I'm just about certain* that some former neighbours of mine committed insurance fraud by arson.

The reason? They wanted to build a new home within the solid shell of the burnt-out one, to take advantage of the views that the original brick shoebox design had completely ignored (the original owner-builder & patriarch of the family had zero sense of architectural design)

The fraud would cover the cost of clearing the debris, plus the rebuilding. The son-in-law was a shady type who was apparently sitting on a reasonable income as a debt collector in a particular ethnic community, and I'd put him down as the rotten apple, as the family were otherwise honest and god-fearing (as serious Jehova's Witnesses).

So basically, shady person used to getting his own way + motive = something that looks like profit!

* The pet cockatoo which never ever ever left the house was taken on a weekend visiting holiday, the day the house mysteriously burned down with all the family away, which also never happened. The fire was blamed on a jailbird ex, who turned out to still be in jail. Quality stuff, all round.
posted by UbuRoivas at 8:16 PM on September 11, 2011


Best answer: Sympathy? I'm sure rich people are as likely to feel ignored and socially neglected as anyone else. An object-based version of Munchausen's-by-proxy? Instead of repeatedly subjecting, say, a child to abuse so that the person can "save" it and be considered a hero, perhaps the person might wish for some disturbing internal reason to create an apparent run of really horrible luck for himself so that people will feel bad for him, and give him attention. Of course, obviously one would not wish to be completely and genuinely screwed, so one would go for the insurance money. (It would also look really weird if one didn't.) In this case, the insurance fraud part is secondary to a mental problem, though, so it might not be useful to you.
posted by Because at 9:06 PM on September 11, 2011


Personal conflict: Richman's nemesis is someone (anywhere from a low-level grunt to CEO and founder) at InsuranceCorp and wants to ruin that person's job/life by giving them an impossible case?

(Also +1 for greed and pride.)
posted by TangoCharlie at 11:00 PM on September 11, 2011


Best answer: Sure. Rich people are just as greedy and immoral as the rest of us. Just because someone's wealthy, that doesn't mean they're going to pass up a chance for "free money."

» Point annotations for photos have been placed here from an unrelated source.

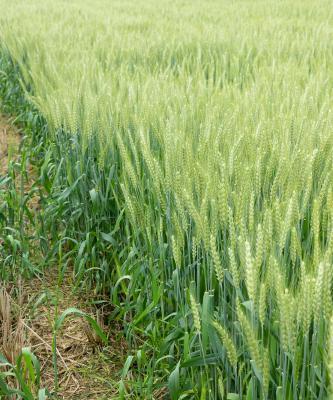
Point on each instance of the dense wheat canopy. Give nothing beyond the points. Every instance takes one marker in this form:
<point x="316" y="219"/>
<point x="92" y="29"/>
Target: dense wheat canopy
<point x="217" y="116"/>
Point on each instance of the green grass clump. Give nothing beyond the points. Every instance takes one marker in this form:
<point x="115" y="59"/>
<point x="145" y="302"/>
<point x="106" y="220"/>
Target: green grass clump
<point x="191" y="171"/>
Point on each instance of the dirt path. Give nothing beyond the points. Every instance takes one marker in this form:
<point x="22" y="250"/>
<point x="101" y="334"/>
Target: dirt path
<point x="28" y="311"/>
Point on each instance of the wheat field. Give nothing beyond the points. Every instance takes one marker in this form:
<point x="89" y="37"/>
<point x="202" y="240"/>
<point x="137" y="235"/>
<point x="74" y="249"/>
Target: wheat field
<point x="195" y="140"/>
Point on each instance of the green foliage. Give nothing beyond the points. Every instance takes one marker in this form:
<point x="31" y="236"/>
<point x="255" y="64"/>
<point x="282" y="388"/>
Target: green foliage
<point x="187" y="172"/>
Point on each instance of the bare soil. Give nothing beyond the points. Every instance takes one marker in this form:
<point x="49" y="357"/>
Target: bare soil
<point x="28" y="311"/>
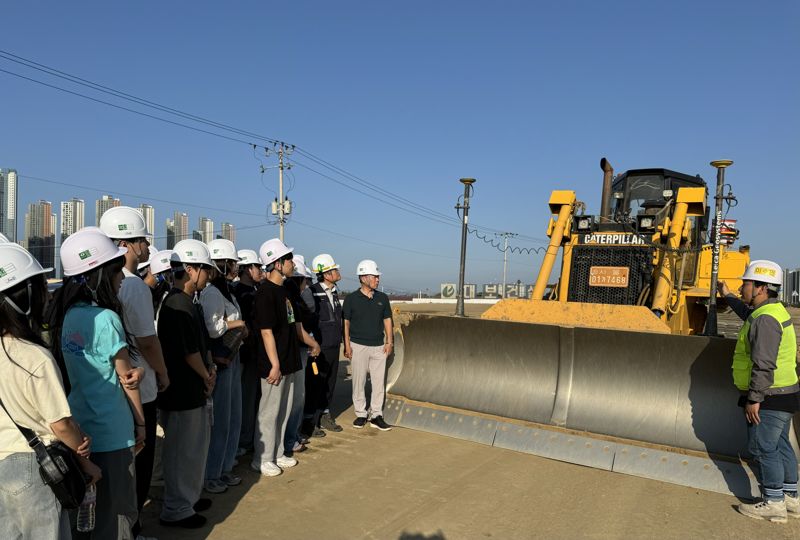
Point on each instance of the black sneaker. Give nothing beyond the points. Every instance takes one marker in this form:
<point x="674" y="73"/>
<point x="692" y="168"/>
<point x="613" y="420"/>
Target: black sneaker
<point x="329" y="424"/>
<point x="202" y="505"/>
<point x="379" y="423"/>
<point x="195" y="521"/>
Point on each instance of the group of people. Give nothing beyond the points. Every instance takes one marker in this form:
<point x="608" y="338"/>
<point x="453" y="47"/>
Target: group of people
<point x="230" y="352"/>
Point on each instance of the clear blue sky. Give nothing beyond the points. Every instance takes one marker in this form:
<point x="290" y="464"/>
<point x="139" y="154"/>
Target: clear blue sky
<point x="410" y="96"/>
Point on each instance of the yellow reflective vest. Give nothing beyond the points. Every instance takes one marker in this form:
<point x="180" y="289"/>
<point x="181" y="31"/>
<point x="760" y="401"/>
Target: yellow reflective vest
<point x="785" y="373"/>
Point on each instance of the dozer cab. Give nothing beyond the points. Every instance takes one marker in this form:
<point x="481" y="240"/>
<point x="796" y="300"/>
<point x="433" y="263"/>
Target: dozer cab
<point x="606" y="366"/>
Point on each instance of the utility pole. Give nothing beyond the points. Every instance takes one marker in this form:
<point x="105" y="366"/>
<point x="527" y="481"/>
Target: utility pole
<point x="505" y="236"/>
<point x="464" y="221"/>
<point x="711" y="320"/>
<point x="282" y="206"/>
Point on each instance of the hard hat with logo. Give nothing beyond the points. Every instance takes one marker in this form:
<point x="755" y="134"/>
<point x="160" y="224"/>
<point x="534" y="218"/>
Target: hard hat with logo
<point x="272" y="250"/>
<point x="765" y="272"/>
<point x="123" y="222"/>
<point x="323" y="263"/>
<point x="247" y="257"/>
<point x="191" y="252"/>
<point x="222" y="249"/>
<point x="87" y="249"/>
<point x="300" y="268"/>
<point x="152" y="251"/>
<point x="17" y="265"/>
<point x="160" y="261"/>
<point x="368" y="267"/>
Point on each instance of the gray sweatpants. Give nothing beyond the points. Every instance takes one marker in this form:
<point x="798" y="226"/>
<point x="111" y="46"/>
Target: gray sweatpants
<point x="273" y="415"/>
<point x="183" y="459"/>
<point x="372" y="361"/>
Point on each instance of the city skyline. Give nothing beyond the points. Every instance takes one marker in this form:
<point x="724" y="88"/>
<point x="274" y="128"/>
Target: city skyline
<point x="44" y="230"/>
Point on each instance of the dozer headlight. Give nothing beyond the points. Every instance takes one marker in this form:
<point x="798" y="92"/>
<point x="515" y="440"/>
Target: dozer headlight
<point x="584" y="223"/>
<point x="646" y="223"/>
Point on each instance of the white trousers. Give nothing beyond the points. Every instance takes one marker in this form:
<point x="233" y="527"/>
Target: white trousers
<point x="372" y="361"/>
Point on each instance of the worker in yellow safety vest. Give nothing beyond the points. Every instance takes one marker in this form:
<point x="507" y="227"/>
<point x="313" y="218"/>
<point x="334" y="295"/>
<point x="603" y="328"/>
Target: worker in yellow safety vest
<point x="764" y="371"/>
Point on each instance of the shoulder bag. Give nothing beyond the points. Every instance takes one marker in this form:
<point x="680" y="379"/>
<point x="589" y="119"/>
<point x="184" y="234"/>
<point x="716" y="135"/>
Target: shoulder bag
<point x="58" y="467"/>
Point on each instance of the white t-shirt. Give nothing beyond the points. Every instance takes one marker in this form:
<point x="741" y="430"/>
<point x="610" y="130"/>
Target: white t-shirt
<point x="32" y="390"/>
<point x="217" y="311"/>
<point x="137" y="311"/>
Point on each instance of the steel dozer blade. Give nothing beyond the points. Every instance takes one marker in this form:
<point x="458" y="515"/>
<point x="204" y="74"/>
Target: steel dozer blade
<point x="653" y="405"/>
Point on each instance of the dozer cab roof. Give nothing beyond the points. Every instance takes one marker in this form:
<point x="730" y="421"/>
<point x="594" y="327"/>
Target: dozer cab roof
<point x="635" y="190"/>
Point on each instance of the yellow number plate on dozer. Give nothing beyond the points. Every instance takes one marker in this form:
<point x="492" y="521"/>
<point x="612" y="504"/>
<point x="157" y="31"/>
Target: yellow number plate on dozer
<point x="608" y="276"/>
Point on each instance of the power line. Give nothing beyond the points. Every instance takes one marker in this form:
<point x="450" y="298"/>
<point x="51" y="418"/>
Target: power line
<point x="400" y="202"/>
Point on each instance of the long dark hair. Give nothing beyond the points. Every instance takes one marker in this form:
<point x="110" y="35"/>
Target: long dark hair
<point x="17" y="325"/>
<point x="94" y="286"/>
<point x="220" y="281"/>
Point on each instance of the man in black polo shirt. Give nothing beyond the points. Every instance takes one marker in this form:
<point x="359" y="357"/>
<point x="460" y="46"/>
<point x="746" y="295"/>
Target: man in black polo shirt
<point x="367" y="342"/>
<point x="187" y="429"/>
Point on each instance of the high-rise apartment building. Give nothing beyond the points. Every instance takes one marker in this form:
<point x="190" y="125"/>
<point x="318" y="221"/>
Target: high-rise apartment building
<point x="177" y="229"/>
<point x="73" y="213"/>
<point x="8" y="203"/>
<point x="40" y="234"/>
<point x="206" y="229"/>
<point x="103" y="204"/>
<point x="229" y="232"/>
<point x="149" y="214"/>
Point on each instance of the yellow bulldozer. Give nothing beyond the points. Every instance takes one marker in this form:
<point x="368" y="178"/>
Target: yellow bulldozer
<point x="607" y="366"/>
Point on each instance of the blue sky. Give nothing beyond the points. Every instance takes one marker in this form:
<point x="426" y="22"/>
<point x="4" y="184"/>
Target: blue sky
<point x="524" y="96"/>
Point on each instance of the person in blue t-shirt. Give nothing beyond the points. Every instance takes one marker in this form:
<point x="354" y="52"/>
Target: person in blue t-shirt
<point x="88" y="335"/>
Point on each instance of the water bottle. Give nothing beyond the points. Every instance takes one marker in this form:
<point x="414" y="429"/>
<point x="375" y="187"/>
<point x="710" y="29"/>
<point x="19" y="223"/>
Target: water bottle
<point x="86" y="510"/>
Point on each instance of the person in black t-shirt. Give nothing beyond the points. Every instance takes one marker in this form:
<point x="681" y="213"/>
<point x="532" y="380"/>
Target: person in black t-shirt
<point x="184" y="417"/>
<point x="278" y="359"/>
<point x="250" y="276"/>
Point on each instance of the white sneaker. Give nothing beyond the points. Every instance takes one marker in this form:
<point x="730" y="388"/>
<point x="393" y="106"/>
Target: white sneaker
<point x="792" y="506"/>
<point x="267" y="469"/>
<point x="284" y="462"/>
<point x="774" y="511"/>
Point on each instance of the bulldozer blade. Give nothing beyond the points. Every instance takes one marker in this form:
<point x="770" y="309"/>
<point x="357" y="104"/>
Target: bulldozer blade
<point x="653" y="405"/>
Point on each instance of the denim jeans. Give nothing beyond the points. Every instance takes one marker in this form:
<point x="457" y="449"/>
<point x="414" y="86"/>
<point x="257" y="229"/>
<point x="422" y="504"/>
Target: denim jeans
<point x="776" y="462"/>
<point x="28" y="508"/>
<point x="296" y="410"/>
<point x="227" y="421"/>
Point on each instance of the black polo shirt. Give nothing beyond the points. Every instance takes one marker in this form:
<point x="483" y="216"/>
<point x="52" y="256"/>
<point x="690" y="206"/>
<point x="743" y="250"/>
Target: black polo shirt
<point x="272" y="310"/>
<point x="366" y="316"/>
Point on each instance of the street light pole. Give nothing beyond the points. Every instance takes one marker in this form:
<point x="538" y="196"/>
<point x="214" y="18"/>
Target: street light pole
<point x="464" y="221"/>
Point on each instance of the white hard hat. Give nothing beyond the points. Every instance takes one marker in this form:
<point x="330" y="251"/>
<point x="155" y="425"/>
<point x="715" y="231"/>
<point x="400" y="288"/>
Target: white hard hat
<point x="765" y="272"/>
<point x="300" y="268"/>
<point x="247" y="257"/>
<point x="87" y="249"/>
<point x="160" y="261"/>
<point x="323" y="263"/>
<point x="145" y="264"/>
<point x="191" y="252"/>
<point x="123" y="222"/>
<point x="17" y="265"/>
<point x="222" y="249"/>
<point x="368" y="267"/>
<point x="272" y="250"/>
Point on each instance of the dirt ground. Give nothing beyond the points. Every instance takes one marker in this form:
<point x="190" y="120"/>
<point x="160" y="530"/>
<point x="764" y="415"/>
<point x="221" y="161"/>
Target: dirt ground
<point x="411" y="485"/>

In fact, you could make the argument a rich person is MORE likely to commit insurance fraud. Since both conditions often have the same underlying cause: a flexible sense of morality and a willingness to jump at any opportunity to make a buck.
posted by ErikaB at 6:20 AM on September 12, 2011


In a deed so fucked-up it is still difficult to believe, thirty years after the fact, Rielle Hunter's father did exactly this.
Henry the Hawk was a show horse owned and ridden by 17-year-old Lisa Druck, now known as Rielle Hunter. Because she was underage (born June 6), her father, the Ocala, Florida attorney James Druck, owner of Eagle Nest Farm, controlled her finances. Druck's legal practice consisted of defending insurance companies against claims, and he knew that if a horse were electrocuted in a certain manner, it would be very difficult for a veterinary pathologist to find signs of foul play and the death would be chalked up to colic. According to ABC News, Druck was "a prize-winning equestrian when her father was implicated in an insidious plot to electrocute horses for insurance money."

In the early 1990s, following James Druck's death, convicted horse-killer and FBI informant Tommy Burns told authorities and reporters that James Druck had first attempted to sell his daughter's horse for $150,000, but the highest offer he received was only $125,000. He then hired Burns and personally taught him how to electrocute horses, even going so far as to buy his first set of electrocution tools for him. The first horse that Druck hired Burns to kill was Henry the Hawk, whose life insurance policy was worth $150,000. James Druck thus started Tommy Burns on a 10-year-long career as a "horse murderer".

James Druck collected on a $150,000 insurance policy for arranging the killing of his daughter's horse in 1982, but he was under investigation by the FBI when he died of cancer in Tampa, Florida in 1990.